Ce guide s'adresse principalement aux banques et aux maisons de titres en Suisse. Il propose des pistes de solutions pratiques pour utiliser des services de cloud conformément aux dispositions légales et prudentielles. Depuis sa première édition, en 2019, le paysage réglementaire a évolué, notamment dans le domaine des risques opérationnels. La nouvelle version du guide reflète ces évolutions et indique aux établissements comment traduire les exigences légales en prescriptions pour des mesures techniques et organisationnelles appropriées.
Pourquoi le cloud est-il si important pour les banques?
Les technologies du cloud sont un élément majeur de la transition numérique. Elles permettent des gains d’efficience, accélèrent les cycles d’innovation et améliorent la scalabilité. De nombreuses banques utilisent déjà des services de cloud pour des applications de bureau ou des analyses de données, mais aussi, et de plus en plus, pour des processus plus complexes. Autre aspect particulièrement intéressant du cloud: l’accès aux technologies de l’IA ou à l’apprentissage automatique, sans que les établissements aient à investir beaucoup dans leurs propres infrastructures. Cela leur permet de développer de nouveaux services et d’automatiser certains processus réglementaires, par exemple en matière de gestion des risques ou de compliance.
Et les risques dans tout cela? On entend beaucoup parler de dépendances par rapport à de gros prestataires, en particulier américains.
La question se pose en effet. Ce qu'il faut garder à l’esprit, c’est que les banques constituent un secteur fortement réglementé. Elles disposent de processus établis pour traiter les données sensibles et confidentielles en toute sécurité. Il en va de même dans le cloud. Lorsqu’elles utilisent des services de cloud, elles sont tenues d’examiner de près quelles données elles externalisent, à quelles conditions et avec quels mécanismes de sécurité. La dépendance par rapport à de gros prestataires internationaux est réelle, mais elle est gérable. Ce qui est essentiel, c’est de bien connaître le cadre légal et les possibilités techniques.
Mais concrètement, comment les banques assurent-elles la sécurité des données?
La sécurité des données de la clientèle est pour les banques une priorité absolue, que ces données soient traitées en local ou dans le cloud. Les banques sont soumises à des prescriptions réglementaires très strictes et doivent démontrer qu’elles ont pris des mesures techniques et organisationnelles assurant une protection maximale – par exemple le cryptage des données transférées et stockées, des contrôles d’accès à plusieurs niveaux, des audits.

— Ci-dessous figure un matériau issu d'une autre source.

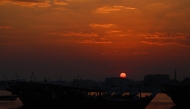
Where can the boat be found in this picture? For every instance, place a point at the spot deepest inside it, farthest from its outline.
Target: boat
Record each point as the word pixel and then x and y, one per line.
pixel 54 95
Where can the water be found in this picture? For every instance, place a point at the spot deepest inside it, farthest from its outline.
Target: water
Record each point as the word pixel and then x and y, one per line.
pixel 161 101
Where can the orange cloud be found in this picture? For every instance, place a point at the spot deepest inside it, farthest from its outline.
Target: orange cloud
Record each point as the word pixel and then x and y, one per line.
pixel 58 2
pixel 28 3
pixel 108 9
pixel 5 27
pixel 95 42
pixel 101 25
pixel 179 39
pixel 80 34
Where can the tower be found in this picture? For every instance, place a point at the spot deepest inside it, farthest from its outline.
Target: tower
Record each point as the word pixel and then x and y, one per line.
pixel 175 74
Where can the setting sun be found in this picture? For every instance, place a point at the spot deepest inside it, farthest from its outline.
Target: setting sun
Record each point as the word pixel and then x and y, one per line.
pixel 123 75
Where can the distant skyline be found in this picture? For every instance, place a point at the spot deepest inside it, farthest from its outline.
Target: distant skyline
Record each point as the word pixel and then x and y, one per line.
pixel 94 39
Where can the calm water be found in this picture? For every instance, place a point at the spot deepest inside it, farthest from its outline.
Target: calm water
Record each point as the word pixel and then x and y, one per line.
pixel 161 101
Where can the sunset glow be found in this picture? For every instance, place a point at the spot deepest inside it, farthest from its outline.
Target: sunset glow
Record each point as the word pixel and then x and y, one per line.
pixel 123 75
pixel 94 38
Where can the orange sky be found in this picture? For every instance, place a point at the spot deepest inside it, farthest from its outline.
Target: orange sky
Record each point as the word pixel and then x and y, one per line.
pixel 94 38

Les établissements doivent savoir exactement où se trouvent leurs données, qui y a accès et quel est le cadre légal. Le cloud ne change rien à cette responsabilité, il exige simplement un suivi encore plus précis. Notre guide montre aux banques comment assumer cette responsabilité sans renoncer aux opportunités qu’offrent les technologies modernes.
Sur la scène politique, on parle beaucoup de souveraineté numérique en ce moment. Que pensez-vous de la situation de la Suisse en la matière?
Le sujet est de plus en plus prégnant. Au Parlement, diverses initiatives ont été déposées qui visent à renforcer la souveraineté numérique, c’est-à-dire l’indépendance dans le cadre de l’utilisation d’infrastructures numériques. Pour la Suisse et sa place financière, cela signifie non pas fermer le marché aux prestataires internationaux, mais gérer les risques avec lucidité tout en développant des compétences et des solutions propres. Bref, il s’agit de trouver un juste équilibre entre ouverture et contrôle.
Quels conseils concrets donneriez-vous aux établissements pour l’avenir?
Le cloud est là et il est là pour longtemps. Notre enquête 2024 est claire: environ 80 % des banques prévoient que les services de cloud seront la norme d’ici trois à cinq ans. Ce qui est indispensable, c’est d’aborder la question de manière stratégique – avec un cadre bien défini en matière de gouvernance, des partenaires solides et une évaluation ouverte, mais réaliste des risques. Le cloud n’est pas une fin en soi, c’est un outil destiné à assurer la capacité d’innovation, la stabilité et la compétitivité de la place financière suisse.